When he couldn’t travel the world anymore, his home at suite 31-A was a place where presidents and would-be presidents came to seek advice and pay their respects. President Johnson visited in December 1963, along with Chief Justice Earl Warren. During the 1964 election, Richard Nixon visited to talk politics. Republican candidate Arizona senator Barry Goldwater—a conservative, like Hoover—called to keep him up-to-date.334
Hoover couldn’t make the 1964 Republican convention due to his health, but he sent a message to be read by Senator Everett Dirksen, who called Hoover “the grand old man of the grand old party.” Thirty years after his presidency, the delegates gave Hoover an ovation in absentia.335
Three months later, news of Hoover’s passing came in the form of a short note from his doctor. It included only his name, the date, and the time of death: “President Hoover. Oct. 20, 1964. Time: 11:35 A.M.” Hoover had slipped into a coma in his suite. His two sons were by his side. The Goldwater and Johnson campaigns suspended operations to mourn his passing, and both attended his funeral at St. Bartholomew’s in New York. His body was then transported to Washington, DC, where it was greeted by a twenty-one-gun salute and carried by a military escort to Capitol Hill, where he lay in state. He was laid to rest in West Branch, Iowa, at a gravesite he chose that overlooked the cottage in which he was born.336
After such a long and varied life, the country didn’t know what to make of Herbert Hoover at his passing. The New York Times remembered what had been called the “ ‘Hoover Depression’ by [Hoover’s] political opponents.” But, the obituary continued, “later judgments… have suggested that he was the victim of events that coincided with his tenure.” The paper noted what the thirty-first president had accomplished in his thirty-one years after the White House, and reported that his service to Truman and Eisenhower had “restored him in the affection of millions.”337
There is a powerful lesson in Herbert Hoover’s story. He learned how quickly a life’s reputation can be destroyed, and while he never fully understood how it happened, he focused on the forward. He was determined to once again serve the world, the country, and his party, but recognized that he’d have to work harder than what would be expected of someone at his stage of life. Hoover had an almost dogmatic sense of purpose and view about what needed to be done and what role he could play. The closer he got to recovering what he had lost, the harder he worked. And, as mortality approached, he worked even harder.
Two weeks after Hoover’s death, the 1964 election was over. Barry Goldwater carried only six states, the same number that Hoover had won in his matchup against FDR in 1932.338 Running on its most conservative platform since the 1920s, the Republican Party again looked as dead as it had been the day Hoover left office.

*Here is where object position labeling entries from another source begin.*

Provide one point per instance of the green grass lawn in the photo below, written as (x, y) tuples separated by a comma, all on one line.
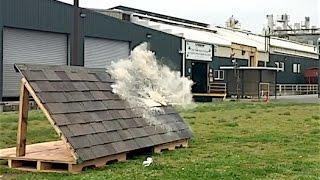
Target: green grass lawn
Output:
[(231, 141)]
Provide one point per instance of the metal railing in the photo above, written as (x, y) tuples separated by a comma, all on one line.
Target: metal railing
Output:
[(218, 88), (264, 90), (297, 89)]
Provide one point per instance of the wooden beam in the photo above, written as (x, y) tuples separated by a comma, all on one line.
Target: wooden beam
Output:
[(48, 116), (23, 117)]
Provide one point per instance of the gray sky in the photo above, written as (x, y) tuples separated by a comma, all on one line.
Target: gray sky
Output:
[(250, 13)]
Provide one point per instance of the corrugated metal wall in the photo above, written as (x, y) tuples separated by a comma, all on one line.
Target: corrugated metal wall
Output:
[(287, 76), (34, 47), (55, 16)]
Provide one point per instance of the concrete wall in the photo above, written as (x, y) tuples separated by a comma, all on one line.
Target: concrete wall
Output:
[(287, 76)]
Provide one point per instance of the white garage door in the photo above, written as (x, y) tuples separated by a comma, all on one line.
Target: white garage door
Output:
[(33, 47), (99, 53)]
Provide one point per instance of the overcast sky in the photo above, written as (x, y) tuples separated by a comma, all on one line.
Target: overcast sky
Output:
[(250, 13)]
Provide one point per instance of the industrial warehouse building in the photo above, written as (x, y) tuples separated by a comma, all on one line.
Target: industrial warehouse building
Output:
[(208, 49), (41, 32)]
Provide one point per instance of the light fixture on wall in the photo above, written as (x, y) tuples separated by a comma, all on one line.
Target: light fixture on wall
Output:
[(82, 15)]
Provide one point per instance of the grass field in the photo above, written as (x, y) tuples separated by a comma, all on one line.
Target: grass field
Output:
[(231, 141)]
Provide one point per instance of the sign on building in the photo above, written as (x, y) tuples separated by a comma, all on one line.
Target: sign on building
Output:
[(198, 51)]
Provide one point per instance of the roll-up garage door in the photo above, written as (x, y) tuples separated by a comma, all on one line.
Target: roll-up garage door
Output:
[(99, 53), (33, 47)]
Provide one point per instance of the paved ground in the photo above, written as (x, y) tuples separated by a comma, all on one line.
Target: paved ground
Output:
[(313, 98)]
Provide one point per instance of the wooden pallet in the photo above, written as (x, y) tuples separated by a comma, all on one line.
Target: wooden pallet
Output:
[(52, 157), (170, 146)]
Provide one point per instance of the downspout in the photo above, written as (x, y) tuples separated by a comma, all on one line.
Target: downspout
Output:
[(75, 34), (183, 52)]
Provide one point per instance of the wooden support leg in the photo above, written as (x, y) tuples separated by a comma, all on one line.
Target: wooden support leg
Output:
[(22, 124)]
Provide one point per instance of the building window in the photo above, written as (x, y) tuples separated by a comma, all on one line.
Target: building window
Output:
[(296, 68), (218, 75), (280, 65)]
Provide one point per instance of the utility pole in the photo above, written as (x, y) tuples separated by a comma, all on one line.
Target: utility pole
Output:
[(75, 34)]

One of the states Goldwater did win was Georgia, with its twelve electoral votes.339 While Goldwater wouldn’t go on to the White House, the voters of Georgia’s 14th district that year sent Hoover’s fellow engineer Jimmy Carter back to Atlanta for a second term in the state senate.340
Twelve years later, the peanut farmer from Plains, Georgia, was headed to the White House with a story as improbable as the story of the orphan son of a blacksmith who became a multimillionaire globe-trotting humanitarian and president.
Jimmy Carter began his presidency in much the same way that Herbert Hoover did—after one term, unpopular, and with the dawn of a new political age unfolding after him, be it the Age of Roosevelt or the Age of Reagan. Carter’s active post-presidency, at more than forty-two years, was also the only one longer than Herbert Hoover’s. In that time, he’d transform how America understood his legacy, and what is possible in the post-presidency.